Я увидел ее среди уличных художников в портике бывших Серебряных рядов, что на Невском возле Думы.

– Ты только из-за моих ног со мной познакомился! – смеялась она.

И вправду – не из-за работ же ее, прикнопленных рядом с этюдником. Работы мне тогда не понравились. Она заканчивала чей-то портрет, держа его перед собой на коленях, а складной стульчик перед ней был пуст; видимо, портретируемый, не признав сходства, исчез, но она еще сердито водила цветными мелками, добавляя тупой похожести, на которую клюют невежды. Помню, сердце у меня застучало вдвое быстрее, верно угадав момент жизни, от которого начнется что-то другое, сердце застучало, отдаваясь в висках, и не своим от волнения голосом я спросил:

– Меня нарисуете?

Она глянула в мою сторону сквозь очки и мрачновато кивнула на складной стульчик:

– Садитесь.

Нет, не мрачновато, скорее безучастно, и даже не безучастно, а со скрытой неприязнью – я был работодателем, а ее натура протестовала против этого. Но она пришла сюда зарабатывать деньги и поэтому сказала «садитесь». Я сел, ее высокие ноги оказались перед моим носом, и я с трудом оторвал от них взгляд. Лицо ее было смуглым, розовые губы своенравно вывернуты, как у таитянок Гогена, а нос с большими ноздрями по-азиатски слегка приплюснут. Голос звучал низко и уверенно.

– Какой вы хотите портрет? – спросила она. – Цветной, черно-белый?

– Цветной, – сказал я, стараясь не опускать глаз.

– Цветной стоит дороже, – сказала она.

– Я могу себе это позволить, – сказал я.

Она выбрала из пачки листок, шершавый лист для пастели, – и у нее были такие кисти рук, такие умные живые пальцы, что мое учащенно бьющееся сердце дало перебой, а душа заныла.

– Я правильно сижу? – спросил я.

Мне хотелось с ней говорить.

– Правильно, – сказала она, время от времени окидывая меня тем пристально-отсутствующим взглядом, какой отличает художников. – Можете вообще шевелиться.

– А Модильяни писал не так, – сказал я. – Он сначала полчаса смотрел на модель, а писал по памяти.

– Я не очень люблю Модильяни, – сказала она.

– А кого вы любите?

– Ну… – замялась она, явно не желая открываться перед посторонним.

– Серова? – спросил я, потому что в тот момент читал про Серова.

– Да, – сказала она, – и Врубеля.
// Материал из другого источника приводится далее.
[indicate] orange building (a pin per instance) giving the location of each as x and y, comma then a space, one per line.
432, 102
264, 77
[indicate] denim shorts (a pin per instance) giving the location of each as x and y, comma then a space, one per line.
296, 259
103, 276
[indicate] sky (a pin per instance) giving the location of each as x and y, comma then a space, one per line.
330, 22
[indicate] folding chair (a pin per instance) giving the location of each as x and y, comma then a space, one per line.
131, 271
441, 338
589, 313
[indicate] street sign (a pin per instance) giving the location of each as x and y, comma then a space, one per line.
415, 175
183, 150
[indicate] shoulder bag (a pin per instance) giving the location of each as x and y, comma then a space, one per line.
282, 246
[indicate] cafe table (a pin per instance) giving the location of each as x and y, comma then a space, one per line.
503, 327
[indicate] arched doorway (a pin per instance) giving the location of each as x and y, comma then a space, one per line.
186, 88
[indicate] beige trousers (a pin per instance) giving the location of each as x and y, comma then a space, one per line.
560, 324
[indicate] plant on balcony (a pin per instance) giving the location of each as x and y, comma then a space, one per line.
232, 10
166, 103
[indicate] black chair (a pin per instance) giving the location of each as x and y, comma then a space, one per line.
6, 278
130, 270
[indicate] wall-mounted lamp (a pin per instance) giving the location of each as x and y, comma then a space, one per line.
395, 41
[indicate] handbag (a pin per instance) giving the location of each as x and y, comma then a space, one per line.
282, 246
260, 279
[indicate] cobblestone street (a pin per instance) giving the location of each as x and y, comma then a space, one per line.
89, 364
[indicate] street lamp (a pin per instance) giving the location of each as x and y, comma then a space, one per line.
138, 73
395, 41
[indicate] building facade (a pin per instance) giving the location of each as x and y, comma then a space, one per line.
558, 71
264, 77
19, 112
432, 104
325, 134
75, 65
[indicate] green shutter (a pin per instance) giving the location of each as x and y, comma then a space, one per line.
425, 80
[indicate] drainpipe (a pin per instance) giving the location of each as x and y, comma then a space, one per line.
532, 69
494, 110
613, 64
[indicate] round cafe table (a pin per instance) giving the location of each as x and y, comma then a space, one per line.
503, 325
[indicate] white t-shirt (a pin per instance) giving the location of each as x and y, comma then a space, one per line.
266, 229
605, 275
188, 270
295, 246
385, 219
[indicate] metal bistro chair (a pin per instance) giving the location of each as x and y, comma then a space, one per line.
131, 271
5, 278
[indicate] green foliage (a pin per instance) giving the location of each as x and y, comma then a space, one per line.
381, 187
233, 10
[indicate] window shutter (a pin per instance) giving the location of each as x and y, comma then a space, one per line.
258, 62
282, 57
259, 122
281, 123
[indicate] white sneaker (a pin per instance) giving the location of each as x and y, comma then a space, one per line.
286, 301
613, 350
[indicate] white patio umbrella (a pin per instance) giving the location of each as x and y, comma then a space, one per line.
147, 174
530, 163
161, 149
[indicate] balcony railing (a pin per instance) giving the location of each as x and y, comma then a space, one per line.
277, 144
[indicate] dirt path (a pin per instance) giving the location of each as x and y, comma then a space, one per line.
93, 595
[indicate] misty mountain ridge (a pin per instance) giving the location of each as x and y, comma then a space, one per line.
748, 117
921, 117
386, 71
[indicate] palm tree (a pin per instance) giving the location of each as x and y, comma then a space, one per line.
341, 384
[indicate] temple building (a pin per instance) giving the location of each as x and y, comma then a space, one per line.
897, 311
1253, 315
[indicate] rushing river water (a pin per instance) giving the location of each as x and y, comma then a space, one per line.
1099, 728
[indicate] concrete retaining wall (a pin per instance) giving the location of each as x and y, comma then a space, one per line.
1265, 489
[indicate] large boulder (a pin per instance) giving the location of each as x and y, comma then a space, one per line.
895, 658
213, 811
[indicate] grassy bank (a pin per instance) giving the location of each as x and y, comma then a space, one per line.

Вот у них получалось.

– Но «Девушку, освещенную солнцем» Серов писал три месяца по восемь часов в день, – сказал я.

– Он мог себе это позволить, – ответила она моей фразой.

– Я как раз собирался сходить в Русский, портреты Юсуповой, Орловой – это черт-те что!

– Да, – сказала она, – неплохо бы сходить.

Похоже, я ей мешал работать, но у меня было мало времени – пятнадцать минут, не больше, как она заверила.

– Не знаю, как он писал свою девушку, – продолжал я. – За три месяца она должна была сильно загореть. А этого незаметно.

– Он создавал, а не копировал, – сказала она. – У него был образ, замысел.

Тем временем что-то вокруг изменилось, как будто мы создали некое силовое поле, притягивающее окружающих. Сначала возникли зрители, затем телевизионщики. То есть сначала возник молодой человек с залысинами и лукавой улыбкой прохиндея, а за ним, как на веревочке, – большой и толстый оператор с переносной телевизионной камерой. Лукавец зацепился взглядом за нашу парочку и что-то шепнул оператору. Тот сделал шаг в сторону, чтобы мы попали в кадр, и прицелился в свой видоискатель. Затем он кивнул ведущему, и тот на цырлах подсеменил к нам.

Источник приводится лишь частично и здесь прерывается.